Into this mix come Miranda Lichtenstein’s alluring 2015 photographs of plastic bags, in her fifth exhibition at Elizabeth Dee. At first glance, this show appeared to take up familiar themes of her practice: the still life as experiment, an interest in surface obfuscations and misaligned systems of representation, and the photograph as a container of enigmatic presence. Lush and mysterious, these images’ deep teals and complementary oranges, wet and weathered skins, sutures and flatness, kept reminding me of decoupage and even the stunning textures in the Alberto Burri exhibit simultaneously on view uptown. (The most abstract photographs were found in the side office, shadowy black-and-white prints whose titles—Bodega [Slash] and Bodega [Mirror]—carried a little heavier portent.) Their subject matter is actually thrice recycled: Over the course of two years, Lichtenstein has been photographing sculptures by New York–based artist Josh Blackwell, in which he’s cut, painted, joined together, and hand-stitched, with fabrics and metal, classic takeout and deli bags—vibrant works that reflect the efficient ingenuity with discarded materials found in folk art around the world. Lichtenstein’s photographs never show the complete object. In some, it’s not clear you’re even looking at a plastic bag anymore: Have a Nice Day (front) resembles the singed wing of some bird of prey. In others, the telltale font and wording make the material obvious.

The quietest collaborator was Anthony McCann, the poet whose lines from “Vow” give the exhibition its name: “more Me / than mine.” If this was the motto of authorship in Lichtenstein’s subtle photographs, language also served as found poetry throughout, quietly underscoring the social exchanges and environmental hazards of plastic bags. The works’ titles borrow the stacked words found on so many, whose looping script and block letters are cheerfully grateful (Thank You! Have a Nice Day!) and alarmist (To avoid suffocation . . .). In Thank You (orange), we can just make out the fragment FROM BABIES AND CHILDREN and MAY CLING. You! repeats its title three times down the center of the photograph, the sentence fragment underscoring the strange serial refraction of self at the center of a plastic bag’s economy. Thank anonymous you for spending money here—YOU! YOU! YOU!

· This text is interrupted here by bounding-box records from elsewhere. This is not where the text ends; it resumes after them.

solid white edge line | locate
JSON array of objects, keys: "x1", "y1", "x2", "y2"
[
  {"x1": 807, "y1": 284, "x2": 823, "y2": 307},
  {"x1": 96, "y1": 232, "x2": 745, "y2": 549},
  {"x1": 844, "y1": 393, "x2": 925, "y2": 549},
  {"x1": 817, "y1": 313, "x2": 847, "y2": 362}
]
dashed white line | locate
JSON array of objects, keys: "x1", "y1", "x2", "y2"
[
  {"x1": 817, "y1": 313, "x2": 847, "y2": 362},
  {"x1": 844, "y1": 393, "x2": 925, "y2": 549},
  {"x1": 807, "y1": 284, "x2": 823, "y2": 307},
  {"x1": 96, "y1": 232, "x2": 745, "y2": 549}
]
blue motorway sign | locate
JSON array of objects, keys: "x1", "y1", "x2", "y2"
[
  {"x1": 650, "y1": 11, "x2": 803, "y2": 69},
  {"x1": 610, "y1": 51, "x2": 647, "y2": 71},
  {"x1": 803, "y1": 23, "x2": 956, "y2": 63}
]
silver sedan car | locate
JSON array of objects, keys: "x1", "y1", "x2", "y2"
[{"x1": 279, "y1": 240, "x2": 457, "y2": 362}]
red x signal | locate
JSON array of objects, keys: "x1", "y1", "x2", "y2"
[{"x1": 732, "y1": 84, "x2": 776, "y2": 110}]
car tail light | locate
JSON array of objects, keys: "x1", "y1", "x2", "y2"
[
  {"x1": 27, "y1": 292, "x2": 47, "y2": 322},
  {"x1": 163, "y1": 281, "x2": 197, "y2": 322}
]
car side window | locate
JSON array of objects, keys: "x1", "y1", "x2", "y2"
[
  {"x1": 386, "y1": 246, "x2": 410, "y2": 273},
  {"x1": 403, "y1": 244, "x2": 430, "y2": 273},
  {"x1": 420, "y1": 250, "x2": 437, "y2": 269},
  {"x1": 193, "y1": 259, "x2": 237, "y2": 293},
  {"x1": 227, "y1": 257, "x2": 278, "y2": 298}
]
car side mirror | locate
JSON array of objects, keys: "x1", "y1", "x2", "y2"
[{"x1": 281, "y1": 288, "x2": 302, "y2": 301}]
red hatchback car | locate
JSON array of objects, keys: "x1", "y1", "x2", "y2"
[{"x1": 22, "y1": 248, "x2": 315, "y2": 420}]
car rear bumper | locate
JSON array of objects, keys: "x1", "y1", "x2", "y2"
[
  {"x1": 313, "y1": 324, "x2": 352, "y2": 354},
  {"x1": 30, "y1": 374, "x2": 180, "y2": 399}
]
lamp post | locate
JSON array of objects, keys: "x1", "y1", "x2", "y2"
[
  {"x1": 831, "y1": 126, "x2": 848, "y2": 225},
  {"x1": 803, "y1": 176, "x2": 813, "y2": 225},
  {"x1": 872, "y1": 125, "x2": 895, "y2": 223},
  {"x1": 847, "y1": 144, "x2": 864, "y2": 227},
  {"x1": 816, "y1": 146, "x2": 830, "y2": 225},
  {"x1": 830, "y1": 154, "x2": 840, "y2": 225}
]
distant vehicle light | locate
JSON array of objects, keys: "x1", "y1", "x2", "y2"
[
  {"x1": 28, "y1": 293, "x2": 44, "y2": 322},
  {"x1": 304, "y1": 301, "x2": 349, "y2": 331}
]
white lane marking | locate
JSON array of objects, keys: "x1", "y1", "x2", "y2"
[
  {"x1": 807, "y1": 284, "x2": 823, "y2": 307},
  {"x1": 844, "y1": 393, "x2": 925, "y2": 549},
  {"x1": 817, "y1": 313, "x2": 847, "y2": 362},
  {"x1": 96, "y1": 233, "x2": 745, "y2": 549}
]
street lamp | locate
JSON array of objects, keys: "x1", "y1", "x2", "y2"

These photographs overlooked an elaborate floor piece, Welcome Water, authored by both Lichtenstein and Blackwell, consisting of flatbed scans of Blackwell’s sculptures that are ink-jet printed and, in places, cut away. The piece resembled a quilted island, stitched together with bright silk and wool and delicately silhouetted. But its beauty was at odds with another reference that came to mind, the Great Pacific Garbage Patch, one of several “trash vortexes” in the world’s oceans that are hundreds of thousands of square miles in size. (Blackwell has more effectively displayed his bag sculptures in trees, appropriating the space of trapped litter that flutters throughout cities while suggesting a repurposed release into the wild.)

The commitment of Blackwell’s project is reflected by Lichtenstein’s: To take two years to do anything in the art world today feels like an eternity, let alone to focus on someone else’s work. This restraint doesn’t sacrifice self. The original bags’ text and material point to a subject that recedes but never disappears. The same is true in Lichtenstein’s photographs, except they are all the better for it.